The following are the six teams who eliminated Pep Guardiola’s swashbuckling Manchester City sides in the six seasons the Citizens failed to win the UEFA Champions League under the 53-year-old: Monaco (16/17), Liverpool (17/18), Tottenham (18/19), Lyon (19/20), Chelsea (20/21) and Real Madrid (21/22).
City will have been favourites to win all six of these ties, but cup competitions are renowned for defying the odds.
When you combine knockout football with midweek fixtures overseas, heightened atmospheres, different styles of play and unfamiliar opposition – you are presented with an unforgiving cocktail of jeopardy.
Perhaps the Premier League was easier to win in years gone by; it's not any more.
If you ask Manchester City fans which is harder to win out of the Premier League and Champions League, they’ll likely say the UEFA Champions League, but there aren’t many fans of other clubs who’d agree.
It’s very rare the best team doesn’t win their league; it’s not all that often the best team wins the UEFA Champions League.
In recent years, we’ve seen Inter (who finished 18 points behind champions Napoli), Chelsea (19 points behind champions Manchester City) and Tottenham (27 points behind champions Manchester City) all reach finals, with Chelsea actually beating City, and if you ask any of them whether they felt more confident of winning between the league or UEFA Champions League, the answer is the latter.
Nobody would suggest that Chelsea were better than Manchester City that season, but they had enough about them in 2021 to beat City over 90 minutes – and that’s all these competitions come down to. Can you navigate three knockout ties – where lady luck so often plays her part – before winning a one-off final?
Of course you need to be good to win the UEFA Champions League, but a bit of luck goes a long way.

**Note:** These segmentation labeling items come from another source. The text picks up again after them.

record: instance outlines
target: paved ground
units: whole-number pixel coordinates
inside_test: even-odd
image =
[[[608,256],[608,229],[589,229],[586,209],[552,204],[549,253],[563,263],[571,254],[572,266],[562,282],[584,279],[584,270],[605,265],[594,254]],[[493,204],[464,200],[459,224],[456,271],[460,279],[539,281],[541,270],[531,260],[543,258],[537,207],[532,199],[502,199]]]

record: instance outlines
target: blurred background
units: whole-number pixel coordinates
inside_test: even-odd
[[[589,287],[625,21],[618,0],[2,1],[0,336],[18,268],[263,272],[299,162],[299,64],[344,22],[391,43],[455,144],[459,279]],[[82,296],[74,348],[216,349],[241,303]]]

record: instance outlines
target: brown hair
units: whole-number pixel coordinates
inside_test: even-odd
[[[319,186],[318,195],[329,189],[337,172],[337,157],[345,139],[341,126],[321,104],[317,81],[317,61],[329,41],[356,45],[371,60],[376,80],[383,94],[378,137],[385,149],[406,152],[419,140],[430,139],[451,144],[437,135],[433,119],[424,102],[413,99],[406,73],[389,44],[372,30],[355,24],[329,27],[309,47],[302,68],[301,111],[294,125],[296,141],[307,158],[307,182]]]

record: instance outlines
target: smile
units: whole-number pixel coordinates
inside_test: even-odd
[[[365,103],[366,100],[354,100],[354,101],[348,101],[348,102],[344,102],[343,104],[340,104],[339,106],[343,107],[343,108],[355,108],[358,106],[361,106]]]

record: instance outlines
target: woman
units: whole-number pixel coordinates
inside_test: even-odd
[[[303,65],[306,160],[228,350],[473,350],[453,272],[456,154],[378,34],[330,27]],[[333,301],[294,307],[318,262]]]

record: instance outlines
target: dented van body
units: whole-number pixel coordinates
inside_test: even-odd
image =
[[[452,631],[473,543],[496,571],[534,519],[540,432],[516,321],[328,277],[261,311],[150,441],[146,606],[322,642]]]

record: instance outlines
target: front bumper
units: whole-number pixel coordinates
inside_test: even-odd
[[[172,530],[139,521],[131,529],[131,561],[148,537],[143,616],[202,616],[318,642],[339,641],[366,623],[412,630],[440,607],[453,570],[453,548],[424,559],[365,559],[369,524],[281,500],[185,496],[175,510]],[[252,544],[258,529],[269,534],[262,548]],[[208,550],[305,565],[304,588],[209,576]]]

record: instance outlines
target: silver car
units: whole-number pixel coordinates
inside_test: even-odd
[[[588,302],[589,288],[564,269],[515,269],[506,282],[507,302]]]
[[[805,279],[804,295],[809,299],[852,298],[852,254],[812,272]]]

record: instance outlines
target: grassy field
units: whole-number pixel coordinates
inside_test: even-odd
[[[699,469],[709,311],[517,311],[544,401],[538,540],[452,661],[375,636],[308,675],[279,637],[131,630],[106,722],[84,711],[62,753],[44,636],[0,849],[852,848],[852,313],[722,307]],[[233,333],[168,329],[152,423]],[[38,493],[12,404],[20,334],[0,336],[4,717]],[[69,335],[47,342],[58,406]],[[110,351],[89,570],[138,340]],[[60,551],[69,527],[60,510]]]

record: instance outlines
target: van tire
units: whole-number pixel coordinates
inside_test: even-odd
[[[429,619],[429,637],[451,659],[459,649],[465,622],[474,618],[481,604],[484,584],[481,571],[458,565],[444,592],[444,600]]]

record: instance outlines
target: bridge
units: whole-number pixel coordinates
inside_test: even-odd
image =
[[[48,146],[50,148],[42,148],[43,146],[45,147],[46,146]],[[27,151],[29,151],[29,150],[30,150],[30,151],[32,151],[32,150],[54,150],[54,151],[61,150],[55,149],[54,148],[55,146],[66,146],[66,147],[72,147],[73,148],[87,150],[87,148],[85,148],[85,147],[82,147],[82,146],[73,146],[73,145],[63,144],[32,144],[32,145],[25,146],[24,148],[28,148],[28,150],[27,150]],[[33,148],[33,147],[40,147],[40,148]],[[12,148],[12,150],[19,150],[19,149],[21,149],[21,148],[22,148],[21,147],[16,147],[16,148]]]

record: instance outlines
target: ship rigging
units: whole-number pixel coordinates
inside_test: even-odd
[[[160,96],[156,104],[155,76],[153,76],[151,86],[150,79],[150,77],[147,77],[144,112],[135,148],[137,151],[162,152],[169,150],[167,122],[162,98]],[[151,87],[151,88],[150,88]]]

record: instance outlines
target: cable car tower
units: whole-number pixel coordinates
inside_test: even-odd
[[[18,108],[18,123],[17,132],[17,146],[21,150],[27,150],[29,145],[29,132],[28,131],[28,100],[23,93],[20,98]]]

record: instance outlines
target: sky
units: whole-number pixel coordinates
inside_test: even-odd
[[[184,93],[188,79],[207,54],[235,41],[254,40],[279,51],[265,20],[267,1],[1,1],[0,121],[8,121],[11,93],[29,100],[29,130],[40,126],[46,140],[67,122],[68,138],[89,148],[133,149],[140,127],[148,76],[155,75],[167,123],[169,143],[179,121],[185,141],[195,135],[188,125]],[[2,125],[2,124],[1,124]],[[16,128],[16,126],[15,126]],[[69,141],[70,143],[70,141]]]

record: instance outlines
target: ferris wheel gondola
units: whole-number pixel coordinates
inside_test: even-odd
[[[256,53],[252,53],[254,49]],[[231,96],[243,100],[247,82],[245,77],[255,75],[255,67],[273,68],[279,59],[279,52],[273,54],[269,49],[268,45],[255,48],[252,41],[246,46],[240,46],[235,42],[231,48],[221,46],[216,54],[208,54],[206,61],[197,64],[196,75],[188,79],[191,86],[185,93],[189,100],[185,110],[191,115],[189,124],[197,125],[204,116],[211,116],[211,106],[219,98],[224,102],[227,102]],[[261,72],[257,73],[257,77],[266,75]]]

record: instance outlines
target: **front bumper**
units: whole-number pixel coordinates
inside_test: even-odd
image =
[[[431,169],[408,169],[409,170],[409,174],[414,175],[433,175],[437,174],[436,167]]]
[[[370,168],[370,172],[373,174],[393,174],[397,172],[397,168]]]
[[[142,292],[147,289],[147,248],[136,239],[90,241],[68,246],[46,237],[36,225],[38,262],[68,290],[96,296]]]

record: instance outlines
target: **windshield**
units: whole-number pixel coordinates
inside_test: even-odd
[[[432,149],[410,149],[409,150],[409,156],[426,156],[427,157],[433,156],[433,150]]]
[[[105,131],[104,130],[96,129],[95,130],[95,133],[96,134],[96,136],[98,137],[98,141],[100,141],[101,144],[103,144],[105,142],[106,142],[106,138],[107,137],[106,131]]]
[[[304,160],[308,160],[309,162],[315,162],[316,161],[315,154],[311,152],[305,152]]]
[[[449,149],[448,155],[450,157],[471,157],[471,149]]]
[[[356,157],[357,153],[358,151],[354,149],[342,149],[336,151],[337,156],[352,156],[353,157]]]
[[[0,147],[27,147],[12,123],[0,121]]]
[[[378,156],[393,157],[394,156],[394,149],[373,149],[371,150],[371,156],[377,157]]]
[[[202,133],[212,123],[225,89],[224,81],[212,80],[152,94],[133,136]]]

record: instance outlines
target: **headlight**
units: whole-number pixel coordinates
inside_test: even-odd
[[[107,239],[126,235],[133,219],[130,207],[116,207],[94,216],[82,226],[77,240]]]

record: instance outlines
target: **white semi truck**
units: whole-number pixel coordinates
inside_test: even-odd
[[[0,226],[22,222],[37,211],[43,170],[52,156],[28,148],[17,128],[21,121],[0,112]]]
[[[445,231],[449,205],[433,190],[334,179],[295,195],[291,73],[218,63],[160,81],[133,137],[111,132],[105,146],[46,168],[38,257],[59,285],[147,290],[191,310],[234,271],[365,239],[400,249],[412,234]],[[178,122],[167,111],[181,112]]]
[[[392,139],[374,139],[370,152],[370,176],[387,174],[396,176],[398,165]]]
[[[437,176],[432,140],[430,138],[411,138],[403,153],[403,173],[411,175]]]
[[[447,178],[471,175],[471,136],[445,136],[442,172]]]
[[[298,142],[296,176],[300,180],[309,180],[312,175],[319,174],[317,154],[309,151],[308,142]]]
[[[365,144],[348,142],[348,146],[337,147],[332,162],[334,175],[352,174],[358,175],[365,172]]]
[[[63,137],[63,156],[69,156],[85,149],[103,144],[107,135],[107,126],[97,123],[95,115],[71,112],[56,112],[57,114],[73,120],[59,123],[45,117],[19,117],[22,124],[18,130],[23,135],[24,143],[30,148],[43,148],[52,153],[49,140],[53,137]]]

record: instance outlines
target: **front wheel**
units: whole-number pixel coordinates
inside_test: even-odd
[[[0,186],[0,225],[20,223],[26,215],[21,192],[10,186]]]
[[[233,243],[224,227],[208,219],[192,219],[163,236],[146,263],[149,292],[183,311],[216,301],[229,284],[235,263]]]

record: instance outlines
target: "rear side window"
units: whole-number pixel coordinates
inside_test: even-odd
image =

No one has ever won the Premier League only for people to reflect that the champions were lucky.
In order to win a title you have to play the same 38 fixtures as everyone else; in the UEFA Champions League you can get a fortuitous group stage draw, and you can certainly get a fortuitous run to the final.
A look back at the 2004 UEFA Champions League and we see Porto face Monaco in the most unlikely final. On their way to Gelsenkirchen, Porto faced Manchester United (who had a goal wrongly disallowed for offside in the second leg), Lyon and Deportivo La Coruna, successfully evading Real Madrid, Bayern Munich, Chelsea and Arsenal who all played each other on the other side of the draw.
The UEFA Champions League has become a bit of a closed shop over the last decade, with Bayern Munich, Barcelona and Real Madrid winning eight of the last 11 iterations, but it’s no more closed than the Premier League, where Manchester City have won five of the last six titles and are odds-on to make it six in seven.
Liverpool amassed 97 points in 2018/19 and didn’t win the league; they amassed 92 points in 2021/22 and didn’t win the league. They were two of the best seasons in Premier League history and the Reds twice came out empty-handed, and that’s the level you have to be at to win the title these days. The year they finally did win the league, they did so with 99 points.
At least in the UEFA Champions League, while three teams have dominated the competition, as many as eight teams have finished as runners-up, including Tottenham, Inter, Juventus and Atletico Madrid. While they might have come up short, they’ve at least put themselves in a position to win; only Liverpool (and at a push, Arsenal) can say they’ve put themselves in a real position to win a title in the last six years, and even then they’ve only managed it once.
It almost never happens that the best team doesn’t win the league – even Leicester in 2016, as mad as it sounds, were the best team over the course of 38 games as all the should-have-been challengers fell by the wayside.
In the end, it comes down to this: to win the Premier League, you have to be better than 19 other teams over 38 games; to win the UEFA Champions League, you need to navigate three two-legged ties (potentially avoiding the best teams in the competition) and win a one-off match at a neutral ground.